Med-X center for Materials, College of Polymer Science and Engineering, Sichuan University, Chengdu 610065, China.
Acta Biomater. 2022 Dec;154:454-466. doi: 10.1016/j.actbio.2022.10.008. Epub 2022 Oct 12.
Photothermal therapy (PTT) was reported to induce synergistic immunogenic cell death (ICD) which may convert tumor cells into "therapeutic vaccines". However, this is often insufficient to prevent tumor recurrence, in part because of the immunosuppressive microenvironment in tumors. Therefore, remodeling tumor microenvironment is of great importance to enhance the therapeutic efficacy of PTT. We herein fabricated a versatile nano-photosensitizer by assembling quercetin and Ferrum ion (QFN). The released quercetin from QFN could reduce programmed death ligand 1 (PD-L1) in tumor cells by inhibiting the phosphorylation of JAK2 and STAT3, and reshape extracellular matrix (ECM) by down-regulating α-SMA fibroblast in tumors. Moreover, QFN could capture tumor antigen and deliver it to the tumor-draining lymph nodes after PTT, which further enhanced the activation of antigen-presenting cells. As a result, QFN-based PTT eliminated melanoma and induced long-term immune memory to prevent tumor metastasis and recurrence. This study provides an effective and translationally feasible photothermic agent for photothermal/immunotherapy. STATEMENT OF SIGNIFICANCE: The efficacy of photothermal therapy (PTT) in cancer treatment is often limited by the immunosuppressive microenvironment in tumors. Herein, we prepared a versatile photosensitizer by assembling quercetin and Ferrum ion (QFN). Upon near-infrared light irradiation, QFN-PTT induced cancer cells destruction and tumor antigen release. QFN then captured antigen and delivered it to the tumor-draining lymph nodes, thus promoting dendritic cell maturation and T cells activation. Quercetin released from QFN in tumors improved T cells infiltration and activation in tumor by regulating immunosuppressive microenvironment. The QFN-PTT-treated mice exhibited significantly elongated survival time, and gained strong anti-tumor immune memory to prevent tumor metastasis and recurrence. Thus, this work provided a simple and versatile photothermic agent, and it has important implications for designing effective and translationally feasible photosensitizers for PTT.

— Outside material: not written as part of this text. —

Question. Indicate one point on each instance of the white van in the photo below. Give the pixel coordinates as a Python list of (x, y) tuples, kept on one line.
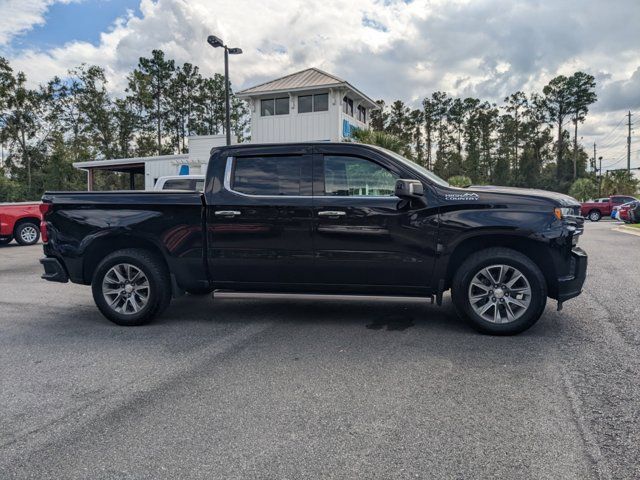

据报道,光热疗法(PTT)可诱导协同免疫原性细胞死亡(ICD),这可能会将肿瘤细胞转化为“治疗性疫苗”。然而,这往往不足以防止肿瘤复发,部分原因是肿瘤中的免疫抑制微环境。因此,重塑肿瘤微环境对于提高PTT的治疗效果至关重要。我们在此通过组装槲皮素和铁离子(QFN)制备了一种多功能纳米光敏剂。从QFN释放的槲皮素可通过抑制JAK2和STAT3的磷酸化来降低肿瘤细胞中的程序性死亡配体1(PD-L1),并通过下调肿瘤中的α-SMA成纤维细胞来重塑细胞外基质(ECM)。此外,QFN可捕获肿瘤抗原并在PTT后将其递送至肿瘤引流淋巴结,这进一步增强了抗原呈递细胞的活化。结果,基于QFN的PTT消除了黑色素瘤并诱导了长期免疫记忆以防止肿瘤转移和复发。本研究为光热/免疫治疗提供了一种有效且具有转化可行性的光热剂。意义声明:光热疗法(PTT)在癌症治疗中的疗效通常受到肿瘤中免疫抑制微环境的限制。在此,我们通过组装槲皮素和铁离子(QFN)制备了一种多功能光敏剂。在近红外光照射下,QFN-PTT诱导癌细胞破坏和肿瘤抗原释放。然后QFN捕获抗原并将其递送至肿瘤引流淋巴结,从而促进树突状细胞成熟和T细胞活化。肿瘤中从QFN释放的槲皮素通过调节免疫抑制微环境改善了肿瘤中T细胞的浸润和活化。经QFN-PTT治疗的小鼠存活时间显著延长,并获得了强大的抗肿瘤免疫记忆以防止肿瘤转移和复发。因此,这项工作提供了一种简单且多功能的光热剂,并且对于设计用于PTT的有效且具有转化可行性的光敏剂具有重要意义。